Sem poder acessar o mundo lá fora, o dia se tornou uma intensa conversa pelo WhatsApp. Precisava mais do que nunca compartilhar a narrativa das minhas emoções e sentir o toque da minha rede amorosa.
Assim como o Guaíba, que neste dia chegou em diversos bairros de Porto Alegre, a notícia sobre o estado do pai se espalhou rapidamente. Até que, entre muitas conversas, chega o breve texto de uma amiga: 'Vai ficar tudo bem?…opa, errei o acento. Vai ficar tudo bem!'.

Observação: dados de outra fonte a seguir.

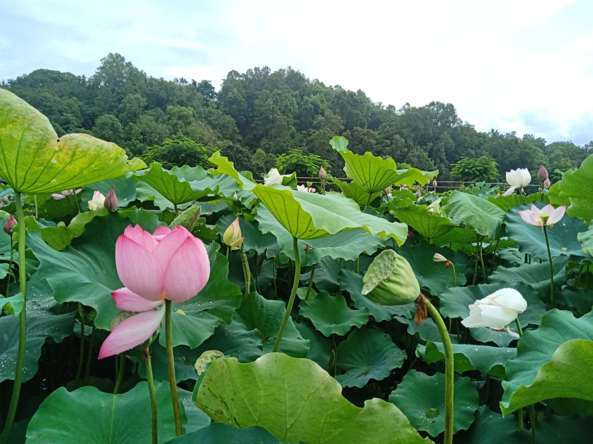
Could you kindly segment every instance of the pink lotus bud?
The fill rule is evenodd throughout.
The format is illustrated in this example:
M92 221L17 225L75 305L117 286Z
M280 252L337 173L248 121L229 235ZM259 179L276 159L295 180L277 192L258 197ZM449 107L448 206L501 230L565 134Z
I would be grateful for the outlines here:
M114 211L117 208L117 197L115 195L115 190L113 188L111 188L111 191L105 197L103 206L110 211Z
M14 228L14 226L17 224L17 220L14 218L14 216L12 214L10 217L6 220L6 222L4 223L4 233L8 236L12 234L12 229Z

Considero que me empenho para ser uma pessoa exclamativa diante do cotidiano da vida, mas nesse momento, onde a experiência de acompanhar a morte do meu pai pautava os meus próximos dias, imaginei que a interrogação combinava mais: vai ficar tudo bem?".
Rafael Guimaraens é escritor, jornalista e editor. Entre seus livros sobre a história de Porto Alegre, está A Enchente de 41 (2008). Ele também é um dos donos da editora Libretos, que foi diretamente afetada pela tragédia climática. Ele sentiu na pele o que os personagens da obra sofreram há 83 anos, conforme o relato publicado na coluna da minha colega Juliana Bublitz:
"Ilhados em casa, no bairro Menino Deus, ele e a companheira, Clô Barcellos, tiveram de deixar o prédio às pressas, com a água nos joelhos, levando o que podiam. Depois, souberam que o depósito da editora Libretos, fundada pelo casal há 24 anos na Rua Voluntários da Pátria, estava submerso. Situada nas proximidades, a comporta 14 do sistema de contenção do Guaíba não segurou a fúria do Guaíba. A enxurrada invadiu tudo. Doze mil obras literárias foram perdidas, incluindo as cópias da crônica de 1941.
— Tudo foi muito parecido, inclusive a cronologia da tragédia. Nunca imaginei que a gente fosse passar por isso — diz o autor".